As the major airline alliance groups begin to solidify, they are becoming more controversial than ever. This table reveals the truth behind the groups which seek to dominate the airline industry.

The Star Alliance is well on the way to being the largest alliance group. Once Varig joins in October, Star will account for $46 billion in annual revenues, 1,450 aircraft and 232,000 employees, including smaller carriers which are linked closely with the main Star players.

The American/British Airways group has the potential to be a close rival to Star, with $45 billion of revenues and slightly more employees, but remains hamstrung by regulatory and strategic uncertainties. This group has received a major boost with American's victory in the auction for Aerolineas Argentinas, which may unlock a tripartite alliance among American, BA and Iberia. However, regulatory approval of the American/BA alliance appears to be as far away as ever, and American faces an uphill struggle to gain approval for its proposed links with Aerolineas, Avianca and TAM. The Taca group is not included in this table because it does not provide total revenue figures, although they are estimated to be around $400 million.

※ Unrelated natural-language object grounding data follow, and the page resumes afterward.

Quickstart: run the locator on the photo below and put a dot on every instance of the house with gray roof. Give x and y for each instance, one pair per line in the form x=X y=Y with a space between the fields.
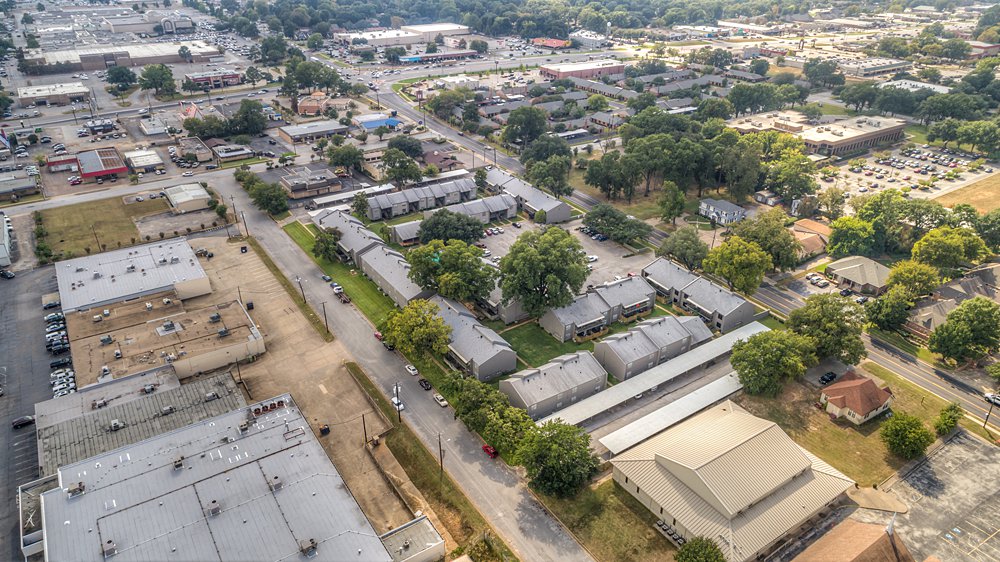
x=722 y=212
x=859 y=274
x=355 y=238
x=415 y=199
x=405 y=234
x=475 y=349
x=590 y=313
x=485 y=210
x=719 y=307
x=556 y=384
x=528 y=197
x=650 y=343
x=390 y=271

Star may gain a significant lead by linking with the Singapore Airlines/Ansett/Air New Zealand group. Ansett and Air NZ have growing links with United, while Star wants a larger presence in Asia-Pacific. SIA has been excluded from the Delta group for this reason.

Continental's Alitalia links are growing, but its proposed Air France codeshare deal has to await the outcome of bilateral talks between the US and France.